Fugitive Pieces

DRAMA; 1hr 44min

STARRING: Stephen Dillane, Rade Sherbedgia, Rosamund Pike


Damaged goods: Pike and Dillane

The initial minutes of Fugitive Pieces are paradoxically beautiful as 7-year-old Polish boy Jakob (Robbie Kay) hides in terror in a forest after watching his parents’ murders and his sister’s abduction by the Nazis. The trees are a sanctuary etched in lines of blue and grey but the damage to the little boy already runs deep.

 

Jakob is rescued by a kindly archaeologist (Sherbedgia) who spirits him back to Greece. He grows up in Canada, becoming a successful writer (now played by a sunk-in-gloom Dillane). Yet the trauma of his past continues to define him, destroying his marriage (to a livewire Pike).

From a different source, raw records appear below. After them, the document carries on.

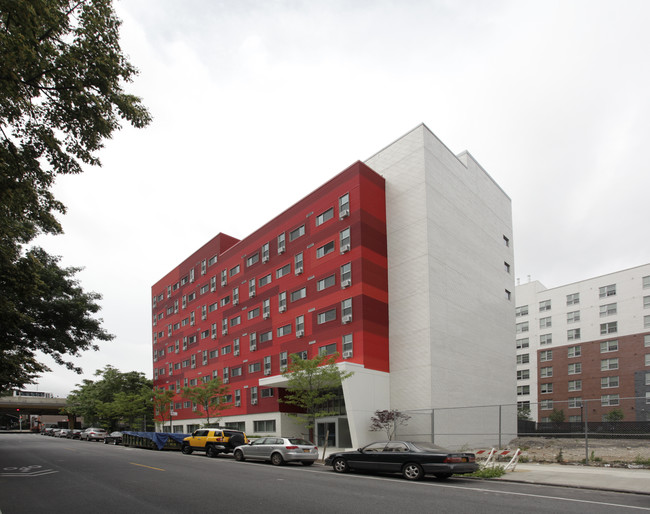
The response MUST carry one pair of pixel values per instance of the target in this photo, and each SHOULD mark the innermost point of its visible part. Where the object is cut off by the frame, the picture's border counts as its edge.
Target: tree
(61, 76)
(162, 399)
(210, 396)
(311, 384)
(388, 421)
(114, 399)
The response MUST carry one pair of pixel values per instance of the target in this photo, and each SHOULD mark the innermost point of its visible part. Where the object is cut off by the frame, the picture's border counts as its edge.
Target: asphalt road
(47, 475)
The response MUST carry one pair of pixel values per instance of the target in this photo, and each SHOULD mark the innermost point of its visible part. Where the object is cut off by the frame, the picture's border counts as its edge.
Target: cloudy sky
(258, 102)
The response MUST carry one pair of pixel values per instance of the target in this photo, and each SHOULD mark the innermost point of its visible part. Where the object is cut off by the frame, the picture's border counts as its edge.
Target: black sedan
(412, 460)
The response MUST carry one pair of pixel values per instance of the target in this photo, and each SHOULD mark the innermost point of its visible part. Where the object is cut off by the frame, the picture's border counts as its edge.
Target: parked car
(93, 434)
(213, 441)
(412, 460)
(279, 450)
(113, 438)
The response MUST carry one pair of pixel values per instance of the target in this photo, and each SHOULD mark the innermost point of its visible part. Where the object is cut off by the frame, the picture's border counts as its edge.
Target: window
(265, 280)
(608, 328)
(608, 346)
(264, 426)
(609, 400)
(325, 249)
(344, 205)
(546, 388)
(607, 310)
(326, 316)
(575, 385)
(546, 372)
(285, 330)
(608, 364)
(344, 240)
(546, 405)
(326, 282)
(608, 382)
(573, 334)
(296, 233)
(574, 351)
(523, 390)
(524, 358)
(328, 349)
(575, 402)
(573, 317)
(284, 270)
(298, 263)
(606, 291)
(325, 216)
(575, 368)
(545, 339)
(297, 295)
(573, 299)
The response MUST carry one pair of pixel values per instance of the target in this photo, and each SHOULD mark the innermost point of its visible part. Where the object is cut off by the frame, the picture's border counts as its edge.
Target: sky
(257, 103)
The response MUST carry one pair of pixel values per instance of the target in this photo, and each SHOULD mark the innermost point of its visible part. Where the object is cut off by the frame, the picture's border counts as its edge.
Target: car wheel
(412, 471)
(340, 465)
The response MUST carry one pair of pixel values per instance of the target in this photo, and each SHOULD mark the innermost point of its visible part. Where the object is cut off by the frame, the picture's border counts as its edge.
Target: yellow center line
(143, 466)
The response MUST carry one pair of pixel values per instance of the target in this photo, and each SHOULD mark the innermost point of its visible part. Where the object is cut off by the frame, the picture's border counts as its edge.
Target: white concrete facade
(450, 275)
(630, 301)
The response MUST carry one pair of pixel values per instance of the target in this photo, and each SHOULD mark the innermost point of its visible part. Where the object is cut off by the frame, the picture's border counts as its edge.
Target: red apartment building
(313, 280)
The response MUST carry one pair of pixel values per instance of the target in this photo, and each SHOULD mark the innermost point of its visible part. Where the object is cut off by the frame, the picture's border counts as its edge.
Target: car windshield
(293, 440)
(428, 447)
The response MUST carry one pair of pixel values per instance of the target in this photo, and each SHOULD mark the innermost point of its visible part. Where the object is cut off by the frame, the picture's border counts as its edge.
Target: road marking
(143, 466)
(510, 493)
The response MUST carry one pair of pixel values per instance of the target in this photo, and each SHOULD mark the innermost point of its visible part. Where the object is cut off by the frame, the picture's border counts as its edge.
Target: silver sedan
(279, 450)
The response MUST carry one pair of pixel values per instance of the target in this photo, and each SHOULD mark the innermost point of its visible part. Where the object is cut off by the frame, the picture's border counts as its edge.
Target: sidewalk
(586, 477)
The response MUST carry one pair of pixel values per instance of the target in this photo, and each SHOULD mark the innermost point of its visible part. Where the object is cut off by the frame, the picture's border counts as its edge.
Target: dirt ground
(602, 452)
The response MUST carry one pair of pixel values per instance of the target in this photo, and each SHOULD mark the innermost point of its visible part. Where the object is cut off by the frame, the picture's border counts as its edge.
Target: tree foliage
(311, 385)
(62, 73)
(388, 421)
(210, 397)
(114, 399)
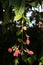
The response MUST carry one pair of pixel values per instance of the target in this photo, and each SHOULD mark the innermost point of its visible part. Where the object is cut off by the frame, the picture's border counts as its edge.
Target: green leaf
(16, 61)
(20, 40)
(31, 59)
(27, 20)
(19, 9)
(17, 17)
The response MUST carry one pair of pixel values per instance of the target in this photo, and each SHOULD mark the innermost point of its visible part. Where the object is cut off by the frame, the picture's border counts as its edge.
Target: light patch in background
(39, 8)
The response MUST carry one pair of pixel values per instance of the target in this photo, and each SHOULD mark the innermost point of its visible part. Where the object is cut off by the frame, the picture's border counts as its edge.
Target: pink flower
(39, 24)
(30, 52)
(16, 53)
(10, 50)
(28, 41)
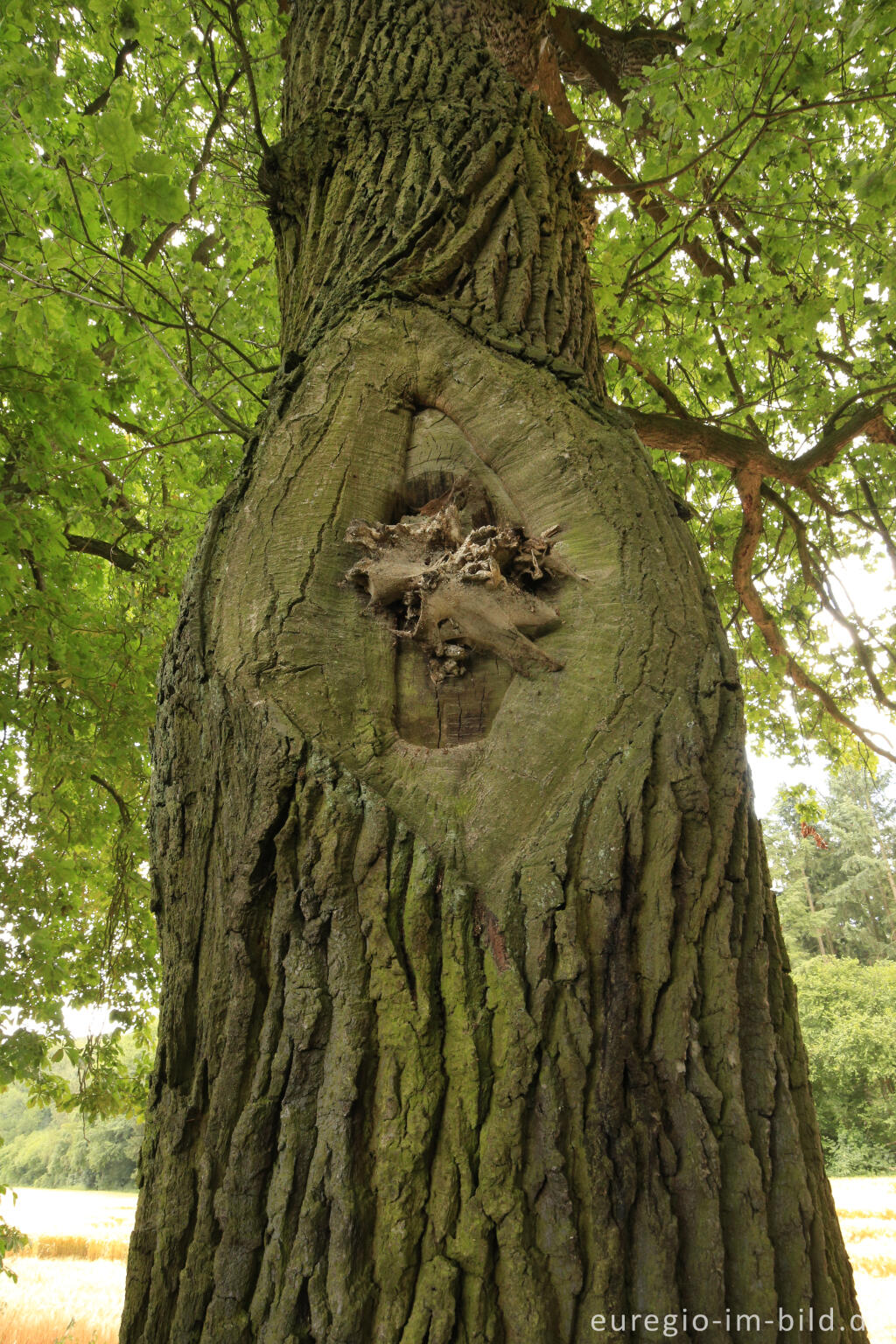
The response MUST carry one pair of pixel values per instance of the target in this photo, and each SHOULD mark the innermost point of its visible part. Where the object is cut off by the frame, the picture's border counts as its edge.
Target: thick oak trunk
(476, 1018)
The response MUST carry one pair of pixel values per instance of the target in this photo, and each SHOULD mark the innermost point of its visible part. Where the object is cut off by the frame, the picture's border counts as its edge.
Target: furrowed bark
(476, 1015)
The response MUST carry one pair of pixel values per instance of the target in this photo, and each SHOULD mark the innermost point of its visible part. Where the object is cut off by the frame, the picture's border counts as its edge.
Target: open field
(65, 1278)
(866, 1208)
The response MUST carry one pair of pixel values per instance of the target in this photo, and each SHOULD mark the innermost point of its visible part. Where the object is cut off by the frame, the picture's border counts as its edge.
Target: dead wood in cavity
(458, 592)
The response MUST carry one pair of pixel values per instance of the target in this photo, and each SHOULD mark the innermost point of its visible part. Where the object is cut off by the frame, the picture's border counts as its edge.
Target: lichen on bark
(459, 1043)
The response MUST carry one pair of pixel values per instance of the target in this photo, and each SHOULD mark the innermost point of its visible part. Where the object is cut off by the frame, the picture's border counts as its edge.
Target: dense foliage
(833, 860)
(738, 163)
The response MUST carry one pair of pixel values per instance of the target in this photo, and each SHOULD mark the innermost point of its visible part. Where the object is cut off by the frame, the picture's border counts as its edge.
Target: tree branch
(750, 489)
(118, 69)
(105, 550)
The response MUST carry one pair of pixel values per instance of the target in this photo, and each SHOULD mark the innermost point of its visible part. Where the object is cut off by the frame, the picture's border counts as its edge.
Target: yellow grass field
(72, 1278)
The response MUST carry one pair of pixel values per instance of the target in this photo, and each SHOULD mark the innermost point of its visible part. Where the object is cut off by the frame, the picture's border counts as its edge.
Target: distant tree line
(833, 863)
(55, 1150)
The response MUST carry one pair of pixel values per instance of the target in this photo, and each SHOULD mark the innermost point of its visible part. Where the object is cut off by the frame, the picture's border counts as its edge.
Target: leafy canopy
(739, 163)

Not until he meets a woman with whom he can bond (Ayelet Zurer) does he begin to mend, praise the Lord.

 

Writer-director Jeremy Podeswa’s downtempo film of Anne Michaels’s 1996 novel moves back and forward through Jakob’s lives-within-a-life. It is heavyweight work whose cerebral contemplation eventually becomes oppressive. But Kay as the young Jakob is more eloquent in his haunted silence than the most polished torrent of words.